Stocks that trade below their intrinsic valuation are typically considered value stocks. With the stock market down 8% below all-time highs, investors can go bottom fishing and identify several value stocks right now.
Here are two top Canadian value stocks you can consider buying in May 2023.
EQB Inc. stock
A company operating in the financial services space, EQB Inc. (TSX:EQB) has two primary business segments that include personal banking and commercial banking.
Its personal banking business serves close to 500,000 Canadians with loans under management totaling $32 billion. Here, it offers products such as mortgage loans, home equity lines of credit, insurance lending, and reverse mortgages. The loans under management for its commercial business are close to $26 billion.
In recent months, a difficult macro-environment has dragged shares of EQB lower by 25% from all-time highs, valuing the company at a market cap of $2.3 billion.
Despite a challenging macro environment, EQB reported an adjusted net income of $101.7 million in the first quarter (Q1) of 2023, which was a quarterly record for the company. Comparatively, its revenue soared 40% to $264.6 million, driven by lending growth, net interest margin expansion, and higher non-interest revenue.
EQB stock has returned 281% to shareholders in the last 10 years, after adjusting for dividends, while the TSX index is up just 132% in this period. The Canadian bank stock remains a compelling bet, given it is priced at six times forward earnings, which is very cheap.

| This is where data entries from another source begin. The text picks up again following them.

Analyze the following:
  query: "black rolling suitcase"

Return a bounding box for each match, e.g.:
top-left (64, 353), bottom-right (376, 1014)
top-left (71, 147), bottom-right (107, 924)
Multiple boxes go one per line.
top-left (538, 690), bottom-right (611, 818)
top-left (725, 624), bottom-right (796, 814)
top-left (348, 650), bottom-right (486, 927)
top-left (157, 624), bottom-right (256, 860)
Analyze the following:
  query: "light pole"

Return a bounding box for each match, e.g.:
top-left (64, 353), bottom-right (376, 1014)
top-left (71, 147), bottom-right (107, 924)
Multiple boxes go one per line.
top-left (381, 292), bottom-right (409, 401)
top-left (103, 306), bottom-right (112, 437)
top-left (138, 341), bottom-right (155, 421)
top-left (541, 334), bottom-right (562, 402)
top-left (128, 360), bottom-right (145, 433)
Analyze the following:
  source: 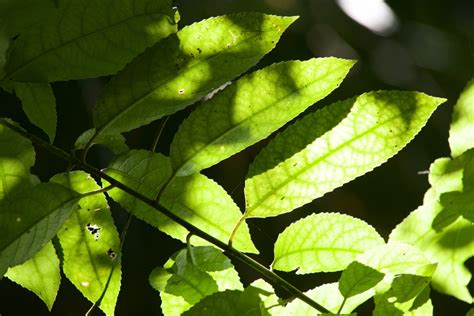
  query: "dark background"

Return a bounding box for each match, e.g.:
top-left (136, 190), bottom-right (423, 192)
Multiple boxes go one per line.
top-left (0, 0), bottom-right (474, 316)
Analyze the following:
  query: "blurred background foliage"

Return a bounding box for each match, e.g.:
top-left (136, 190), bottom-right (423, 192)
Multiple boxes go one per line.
top-left (0, 0), bottom-right (474, 316)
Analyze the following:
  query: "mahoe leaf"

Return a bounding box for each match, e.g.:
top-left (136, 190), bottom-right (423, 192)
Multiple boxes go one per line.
top-left (149, 246), bottom-right (243, 316)
top-left (106, 150), bottom-right (257, 253)
top-left (94, 13), bottom-right (295, 136)
top-left (11, 82), bottom-right (57, 143)
top-left (0, 183), bottom-right (79, 275)
top-left (245, 91), bottom-right (445, 217)
top-left (170, 58), bottom-right (354, 176)
top-left (339, 261), bottom-right (384, 298)
top-left (5, 242), bottom-right (61, 311)
top-left (449, 79), bottom-right (474, 158)
top-left (5, 0), bottom-right (176, 82)
top-left (51, 171), bottom-right (121, 315)
top-left (0, 121), bottom-right (35, 203)
top-left (272, 213), bottom-right (384, 274)
top-left (275, 282), bottom-right (374, 316)
top-left (390, 189), bottom-right (474, 304)
top-left (74, 128), bottom-right (129, 155)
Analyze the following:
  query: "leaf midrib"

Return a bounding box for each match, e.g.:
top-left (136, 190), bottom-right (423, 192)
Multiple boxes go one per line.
top-left (175, 62), bottom-right (340, 174)
top-left (3, 6), bottom-right (170, 78)
top-left (245, 106), bottom-right (414, 217)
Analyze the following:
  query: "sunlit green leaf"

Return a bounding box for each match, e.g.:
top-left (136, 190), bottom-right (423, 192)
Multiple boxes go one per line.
top-left (5, 0), bottom-right (176, 81)
top-left (276, 283), bottom-right (374, 316)
top-left (170, 58), bottom-right (354, 176)
top-left (272, 213), bottom-right (384, 273)
top-left (449, 80), bottom-right (474, 157)
top-left (339, 261), bottom-right (384, 297)
top-left (74, 128), bottom-right (129, 155)
top-left (0, 183), bottom-right (78, 272)
top-left (94, 13), bottom-right (295, 135)
top-left (390, 189), bottom-right (474, 304)
top-left (245, 91), bottom-right (444, 217)
top-left (5, 242), bottom-right (61, 311)
top-left (150, 246), bottom-right (243, 316)
top-left (106, 150), bottom-right (257, 252)
top-left (51, 171), bottom-right (121, 315)
top-left (0, 122), bottom-right (35, 202)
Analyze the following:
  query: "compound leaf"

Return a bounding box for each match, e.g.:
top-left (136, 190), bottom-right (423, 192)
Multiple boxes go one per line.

Analysts, in fact, expect EQB stock to increase adjusted earnings by 19.5% annually in the next five years, which should support dividend increases too.
EQB stock offers investors a dividend of $1.40 per share, translating to a yield of 2.4%. These payouts have increased by 13.8% annually in the last 15 years. Analysts remain bullish on EQB stock and expect it to gain 30% in the next 12 months.
Alimentation Couche-Tard
A TSX giant, Alimentation Couche-Tard (TSX:ATD) is valued at a market of $66 billion. ATD stock has surged by a staggering 5,800% in the last 20 years, creating massive wealth for long-term shareholders.
The retail heavyweight opened its first store in Quebec back in 1980 and has since expanded its presence at a rapid clip. It entered the U.S. in 2001 and gained traction in Europe in 2012. ATD continues to enter new markets, fueling its top-line growth and margin expansion.
With a coast-to-coast presence in Canada, ATD’s retail outlets are already located in 47 of the 50 states south of the border. It ended fiscal Q3 of 2023 with more than 14,000 stores in operation in 24 countries.
The company has a strong track record of successful integrations and post-merger synergies. It continues to look for accretive acquisitions and aims to grow in regions such as the U.S. and Asia.
ATD’s robust cash flow generation has supported capital expenditures and growth plans. It has also allowed ATD to increase dividends by 25% annually in the last decade.
ATD stock is priced at 17 times forward earnings, which is quite reasonable for a growth stock. Analysts expect shares of this blue-chip TSX company to gain over 10% in the next 12 months.